Monday, 4 April 2011

Hills and Ressies

With some free time today,  I decided to explore the middle of the county.

I started off at Ivinghoe Beacon in the hope of seeing some migrants. A male Ring Ousel had been around for a week or so and I had hopes of seeing it. Walking down from the car park I was sure I could see my target bird in the distance and decided to get to a better vantage point. Only to find when I got there two idiot 'cameramen' stomping right up the area with absolutely no idea whatsoever that the bird had been there if they had just stood and looked.
 It was another twenty minutes or so after they had wandered off up the hill, that I spotted the  Ousel on the side of a bush, although the view was brief as it flew back into the scrub. Continuing my watch there were a few false alarms when a couple of Blackbirds came out, and then a brown bird that I first assumed was a female Blackbird, until it turned to face me showing a faded white necklace - a female Ring Ousel. So two for the price of one.
 Other migrants in the surrounding bushes included Chiffchaffs, Willow Warblers and Blackcaps. As usual there were lots of Skylarks, Linnets and Meadow Pipits about and a couple of Buzzards.
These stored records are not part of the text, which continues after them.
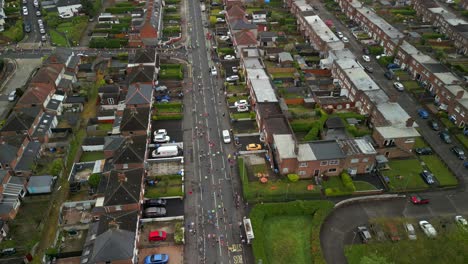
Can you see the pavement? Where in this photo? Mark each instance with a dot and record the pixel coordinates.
(210, 183)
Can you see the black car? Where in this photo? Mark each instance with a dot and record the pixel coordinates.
(27, 27)
(444, 135)
(423, 151)
(434, 125)
(428, 177)
(459, 152)
(156, 203)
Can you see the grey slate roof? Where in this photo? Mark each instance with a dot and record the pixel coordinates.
(327, 150)
(139, 93)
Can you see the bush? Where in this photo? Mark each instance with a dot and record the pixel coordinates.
(316, 209)
(293, 177)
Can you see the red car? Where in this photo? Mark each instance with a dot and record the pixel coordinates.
(157, 235)
(416, 199)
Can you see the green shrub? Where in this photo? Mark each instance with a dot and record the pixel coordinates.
(293, 177)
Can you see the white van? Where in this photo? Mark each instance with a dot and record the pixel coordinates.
(165, 151)
(226, 136)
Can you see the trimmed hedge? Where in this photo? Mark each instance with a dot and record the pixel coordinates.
(319, 210)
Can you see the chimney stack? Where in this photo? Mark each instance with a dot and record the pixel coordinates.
(410, 122)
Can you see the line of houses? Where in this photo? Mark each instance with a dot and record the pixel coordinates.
(436, 78)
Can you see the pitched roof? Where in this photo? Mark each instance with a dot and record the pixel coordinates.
(244, 37)
(35, 95)
(139, 94)
(48, 74)
(141, 74)
(133, 151)
(135, 119)
(21, 119)
(121, 187)
(239, 24)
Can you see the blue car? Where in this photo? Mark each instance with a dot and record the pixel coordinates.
(423, 113)
(157, 259)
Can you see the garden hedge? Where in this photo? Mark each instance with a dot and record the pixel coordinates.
(319, 210)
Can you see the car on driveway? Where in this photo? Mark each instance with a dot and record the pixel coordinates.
(410, 231)
(364, 234)
(254, 146)
(240, 102)
(416, 199)
(157, 259)
(444, 135)
(428, 177)
(157, 235)
(399, 86)
(423, 113)
(434, 125)
(458, 152)
(428, 229)
(423, 151)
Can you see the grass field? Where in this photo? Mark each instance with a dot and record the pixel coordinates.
(287, 239)
(409, 171)
(440, 171)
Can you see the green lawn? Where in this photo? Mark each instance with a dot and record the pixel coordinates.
(440, 171)
(449, 247)
(364, 186)
(57, 38)
(168, 185)
(92, 156)
(287, 239)
(409, 171)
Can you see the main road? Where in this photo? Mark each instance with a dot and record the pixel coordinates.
(213, 206)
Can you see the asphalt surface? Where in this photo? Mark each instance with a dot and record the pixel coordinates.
(211, 187)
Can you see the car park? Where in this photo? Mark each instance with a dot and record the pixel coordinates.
(428, 177)
(254, 146)
(427, 228)
(157, 235)
(156, 203)
(157, 259)
(416, 199)
(229, 57)
(232, 78)
(240, 102)
(423, 151)
(399, 86)
(409, 228)
(444, 135)
(423, 113)
(153, 212)
(12, 96)
(242, 108)
(434, 125)
(458, 152)
(364, 234)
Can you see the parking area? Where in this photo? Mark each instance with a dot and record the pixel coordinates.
(176, 253)
(174, 207)
(173, 127)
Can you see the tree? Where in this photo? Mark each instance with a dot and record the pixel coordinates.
(94, 179)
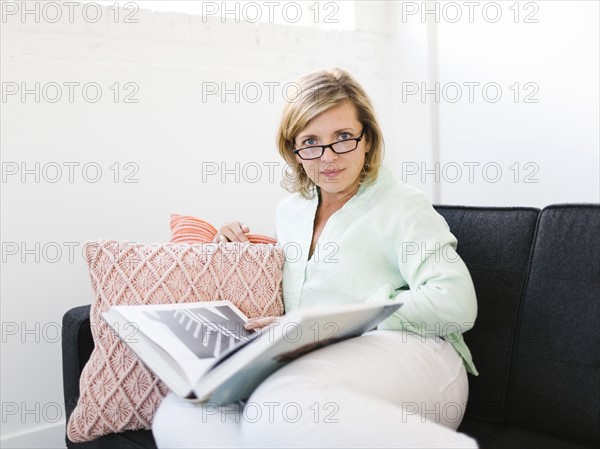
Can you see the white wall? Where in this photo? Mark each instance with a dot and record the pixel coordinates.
(534, 144)
(171, 131)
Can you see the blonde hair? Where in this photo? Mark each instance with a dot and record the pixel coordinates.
(318, 92)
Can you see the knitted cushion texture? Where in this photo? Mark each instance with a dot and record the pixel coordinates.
(117, 391)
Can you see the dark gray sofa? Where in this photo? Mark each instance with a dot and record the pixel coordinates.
(536, 341)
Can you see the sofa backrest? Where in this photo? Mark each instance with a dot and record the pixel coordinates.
(495, 243)
(555, 383)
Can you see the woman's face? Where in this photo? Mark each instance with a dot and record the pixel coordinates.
(334, 173)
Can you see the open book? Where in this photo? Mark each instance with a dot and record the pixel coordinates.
(202, 351)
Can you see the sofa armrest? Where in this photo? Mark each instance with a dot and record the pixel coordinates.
(77, 346)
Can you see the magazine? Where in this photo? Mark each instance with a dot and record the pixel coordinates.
(203, 352)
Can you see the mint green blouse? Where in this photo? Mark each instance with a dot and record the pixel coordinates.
(386, 242)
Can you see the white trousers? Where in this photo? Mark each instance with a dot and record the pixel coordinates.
(383, 389)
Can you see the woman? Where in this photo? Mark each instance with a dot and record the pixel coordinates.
(363, 236)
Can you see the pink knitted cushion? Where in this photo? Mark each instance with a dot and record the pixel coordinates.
(117, 391)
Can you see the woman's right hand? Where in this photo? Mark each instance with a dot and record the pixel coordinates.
(232, 232)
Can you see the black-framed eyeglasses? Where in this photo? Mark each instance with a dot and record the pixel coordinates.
(339, 147)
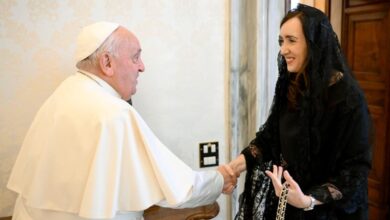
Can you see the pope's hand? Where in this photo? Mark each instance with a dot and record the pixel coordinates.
(229, 177)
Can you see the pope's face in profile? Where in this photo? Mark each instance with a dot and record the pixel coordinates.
(127, 64)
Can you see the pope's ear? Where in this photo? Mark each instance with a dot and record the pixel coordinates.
(106, 64)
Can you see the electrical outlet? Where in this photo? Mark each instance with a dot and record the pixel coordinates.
(208, 154)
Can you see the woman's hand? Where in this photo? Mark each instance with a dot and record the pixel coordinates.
(295, 196)
(238, 165)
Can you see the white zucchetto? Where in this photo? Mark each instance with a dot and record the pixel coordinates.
(92, 37)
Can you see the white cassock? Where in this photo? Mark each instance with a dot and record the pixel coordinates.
(89, 155)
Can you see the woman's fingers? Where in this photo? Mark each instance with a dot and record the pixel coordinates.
(290, 180)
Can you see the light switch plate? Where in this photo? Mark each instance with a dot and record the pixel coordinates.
(208, 154)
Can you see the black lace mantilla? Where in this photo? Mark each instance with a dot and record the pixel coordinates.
(334, 146)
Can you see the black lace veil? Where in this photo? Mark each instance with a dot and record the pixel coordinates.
(325, 59)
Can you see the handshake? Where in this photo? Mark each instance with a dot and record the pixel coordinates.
(231, 172)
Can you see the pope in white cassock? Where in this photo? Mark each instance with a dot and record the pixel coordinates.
(89, 155)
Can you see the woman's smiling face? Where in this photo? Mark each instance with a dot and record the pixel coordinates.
(293, 46)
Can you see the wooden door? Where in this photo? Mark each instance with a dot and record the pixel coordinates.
(365, 41)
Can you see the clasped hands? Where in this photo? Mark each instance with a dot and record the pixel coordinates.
(295, 196)
(231, 172)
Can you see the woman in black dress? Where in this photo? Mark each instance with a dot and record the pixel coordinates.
(317, 138)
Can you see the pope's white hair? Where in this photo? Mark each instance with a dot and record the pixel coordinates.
(110, 45)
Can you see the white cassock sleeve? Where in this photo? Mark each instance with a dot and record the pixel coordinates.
(89, 153)
(206, 184)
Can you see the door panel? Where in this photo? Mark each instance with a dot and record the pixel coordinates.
(366, 42)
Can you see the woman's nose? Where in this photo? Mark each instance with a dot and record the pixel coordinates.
(141, 66)
(284, 50)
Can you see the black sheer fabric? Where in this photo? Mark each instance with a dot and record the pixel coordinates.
(325, 142)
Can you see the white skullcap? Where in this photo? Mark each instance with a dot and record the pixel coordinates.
(91, 37)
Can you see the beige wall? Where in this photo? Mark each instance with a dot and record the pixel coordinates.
(181, 95)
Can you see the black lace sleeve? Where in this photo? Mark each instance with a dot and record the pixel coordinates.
(348, 185)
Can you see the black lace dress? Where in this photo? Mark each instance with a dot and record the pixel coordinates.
(325, 143)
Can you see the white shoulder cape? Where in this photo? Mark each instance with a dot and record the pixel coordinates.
(90, 153)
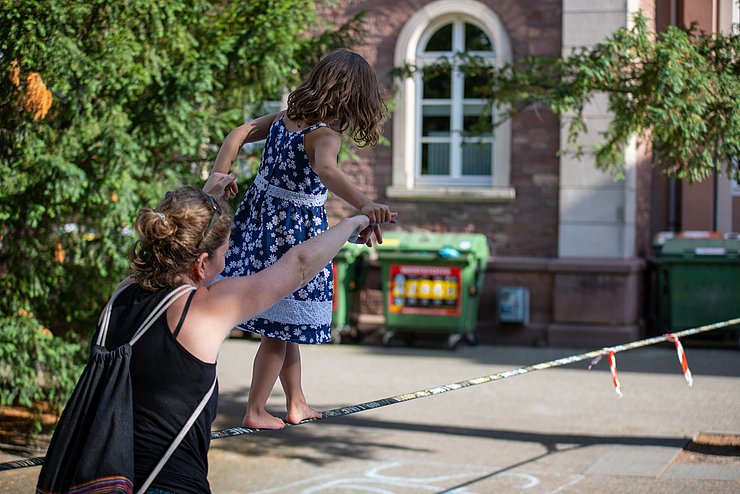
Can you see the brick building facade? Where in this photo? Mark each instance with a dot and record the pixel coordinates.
(576, 238)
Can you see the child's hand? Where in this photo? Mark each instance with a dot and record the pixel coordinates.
(221, 185)
(378, 213)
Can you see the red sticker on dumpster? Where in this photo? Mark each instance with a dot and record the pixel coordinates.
(424, 290)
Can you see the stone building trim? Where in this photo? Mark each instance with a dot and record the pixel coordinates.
(405, 116)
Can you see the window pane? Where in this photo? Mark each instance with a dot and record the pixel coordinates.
(440, 40)
(474, 120)
(476, 85)
(476, 158)
(476, 40)
(437, 84)
(435, 158)
(435, 120)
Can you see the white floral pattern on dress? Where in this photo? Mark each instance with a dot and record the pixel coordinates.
(284, 207)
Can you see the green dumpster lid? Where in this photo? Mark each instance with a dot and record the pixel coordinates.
(472, 243)
(701, 247)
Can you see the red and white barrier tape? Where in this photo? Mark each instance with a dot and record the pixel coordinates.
(681, 358)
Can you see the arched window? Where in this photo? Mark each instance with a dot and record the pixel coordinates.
(436, 151)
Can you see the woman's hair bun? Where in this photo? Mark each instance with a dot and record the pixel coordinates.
(154, 226)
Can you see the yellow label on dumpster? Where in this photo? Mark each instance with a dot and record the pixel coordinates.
(424, 290)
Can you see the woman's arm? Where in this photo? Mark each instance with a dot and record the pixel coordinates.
(322, 146)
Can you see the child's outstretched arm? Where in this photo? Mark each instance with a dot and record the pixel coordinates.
(326, 144)
(253, 131)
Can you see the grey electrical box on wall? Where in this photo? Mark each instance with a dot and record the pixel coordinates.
(513, 304)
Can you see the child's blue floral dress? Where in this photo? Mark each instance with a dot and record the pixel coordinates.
(283, 207)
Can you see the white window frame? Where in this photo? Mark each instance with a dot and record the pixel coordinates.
(407, 116)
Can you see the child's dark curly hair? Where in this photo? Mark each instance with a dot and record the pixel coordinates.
(342, 90)
(172, 236)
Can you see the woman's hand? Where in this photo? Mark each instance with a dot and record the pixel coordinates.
(221, 185)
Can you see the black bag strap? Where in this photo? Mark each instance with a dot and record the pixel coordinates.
(185, 429)
(184, 313)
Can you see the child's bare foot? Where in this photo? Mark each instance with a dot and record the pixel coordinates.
(298, 414)
(261, 421)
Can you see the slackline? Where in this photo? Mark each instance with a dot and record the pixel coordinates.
(370, 405)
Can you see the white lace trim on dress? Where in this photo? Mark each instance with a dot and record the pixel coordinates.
(298, 198)
(299, 312)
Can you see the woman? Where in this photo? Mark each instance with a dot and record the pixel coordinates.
(183, 242)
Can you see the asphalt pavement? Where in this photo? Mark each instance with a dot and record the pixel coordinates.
(553, 430)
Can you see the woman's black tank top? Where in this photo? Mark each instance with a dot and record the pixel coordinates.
(168, 382)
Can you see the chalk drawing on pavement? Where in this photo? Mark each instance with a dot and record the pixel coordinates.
(409, 477)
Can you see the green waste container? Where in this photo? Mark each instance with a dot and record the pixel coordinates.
(349, 267)
(698, 282)
(431, 283)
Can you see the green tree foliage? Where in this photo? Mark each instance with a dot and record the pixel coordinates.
(103, 107)
(677, 90)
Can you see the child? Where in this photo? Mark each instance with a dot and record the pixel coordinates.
(285, 206)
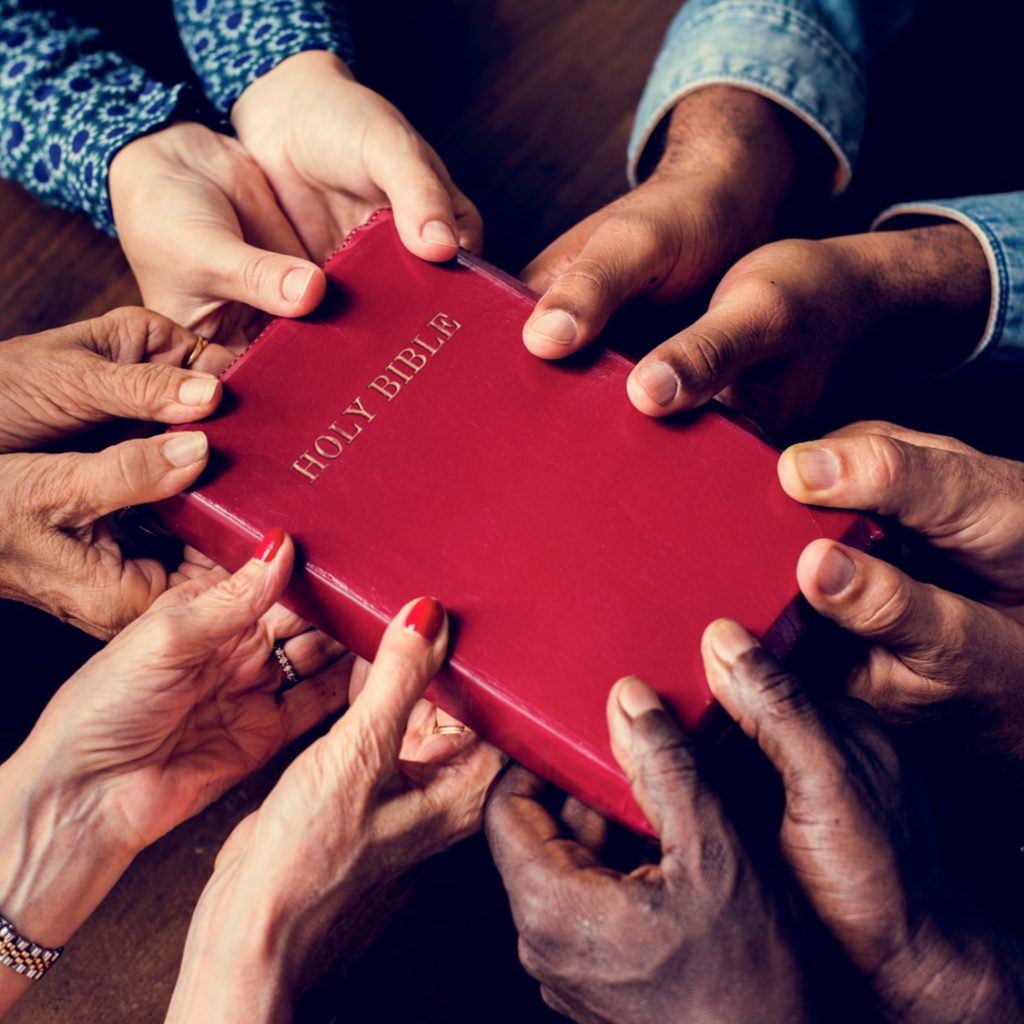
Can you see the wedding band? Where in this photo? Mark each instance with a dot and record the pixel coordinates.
(292, 678)
(198, 350)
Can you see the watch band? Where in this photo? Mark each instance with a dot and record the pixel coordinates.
(23, 955)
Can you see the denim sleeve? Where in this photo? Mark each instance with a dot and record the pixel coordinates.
(808, 55)
(997, 223)
(68, 105)
(231, 42)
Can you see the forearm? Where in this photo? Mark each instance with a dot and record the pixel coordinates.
(249, 937)
(807, 56)
(996, 224)
(233, 42)
(57, 861)
(69, 107)
(745, 148)
(928, 289)
(963, 977)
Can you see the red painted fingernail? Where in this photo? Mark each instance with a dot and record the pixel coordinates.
(426, 617)
(270, 545)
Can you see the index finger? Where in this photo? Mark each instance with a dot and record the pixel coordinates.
(525, 839)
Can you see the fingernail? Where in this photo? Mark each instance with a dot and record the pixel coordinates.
(425, 617)
(267, 549)
(295, 284)
(635, 697)
(556, 326)
(817, 468)
(185, 448)
(729, 640)
(197, 390)
(836, 572)
(659, 381)
(438, 233)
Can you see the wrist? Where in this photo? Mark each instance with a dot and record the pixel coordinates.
(59, 855)
(249, 938)
(941, 978)
(930, 289)
(299, 72)
(740, 141)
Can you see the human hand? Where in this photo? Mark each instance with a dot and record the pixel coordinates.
(857, 837)
(929, 645)
(183, 702)
(334, 152)
(697, 937)
(56, 551)
(206, 239)
(727, 166)
(126, 364)
(783, 316)
(380, 792)
(178, 708)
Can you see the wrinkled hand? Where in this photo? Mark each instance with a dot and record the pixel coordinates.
(857, 838)
(183, 702)
(56, 551)
(334, 151)
(696, 937)
(784, 315)
(715, 195)
(380, 792)
(929, 645)
(206, 239)
(174, 711)
(126, 364)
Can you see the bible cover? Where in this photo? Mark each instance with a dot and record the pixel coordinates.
(411, 444)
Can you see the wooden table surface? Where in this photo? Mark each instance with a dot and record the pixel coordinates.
(529, 101)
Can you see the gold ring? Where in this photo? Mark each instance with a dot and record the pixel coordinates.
(198, 350)
(292, 677)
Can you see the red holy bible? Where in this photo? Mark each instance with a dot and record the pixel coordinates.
(411, 444)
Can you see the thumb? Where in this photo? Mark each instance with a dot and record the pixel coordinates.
(688, 370)
(585, 284)
(955, 646)
(206, 615)
(410, 655)
(770, 706)
(929, 489)
(423, 205)
(272, 283)
(135, 472)
(658, 761)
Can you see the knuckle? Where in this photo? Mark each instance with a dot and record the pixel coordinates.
(702, 354)
(256, 273)
(540, 925)
(771, 304)
(145, 387)
(584, 279)
(397, 662)
(131, 331)
(887, 463)
(888, 608)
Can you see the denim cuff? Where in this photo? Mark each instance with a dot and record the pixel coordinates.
(997, 223)
(773, 49)
(230, 43)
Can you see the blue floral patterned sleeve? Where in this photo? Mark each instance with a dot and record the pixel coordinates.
(232, 42)
(68, 105)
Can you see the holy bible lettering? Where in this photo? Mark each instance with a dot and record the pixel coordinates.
(572, 540)
(329, 445)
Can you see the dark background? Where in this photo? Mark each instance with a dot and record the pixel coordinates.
(529, 102)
 Next stop was Startops and Marsworth Reservoirs where Mallards and Tufteds were the major inhabitants. I decided to have a look over the other side of the canal to see if there were any Yellow Wagtails fresh in. There were Wagtails but only about eight and all were Pied. There was a small flock of Jackdaws in the field, but one stood out from the rest. It had white patches on its shoulders - a 'Nordic' Jackdaw no less, pretty uncommon in these parts.

nordic jackdaw (click on the picture)

nordic jackdaw (click on the picture)
I then met Francis Buckle and while pointing out the Jackdaw to him he informed me of a Whitefronted Goose that had just arrived at nearby College Lake.
 This was my next destination. I hadn't visited here since the site was redeveloped and I have to say it really is quite an impressive place.
 There were at least half a dozen Redshanks, a pair of Oystercatchers and several Lapwings flying around and calling, most unlike Buckinghamshire.
The Whitefront was present, keeping the company of a single Greylag and it seemed they were in fact a pair. I don't know if it's origins are supect but it was certainly unringed.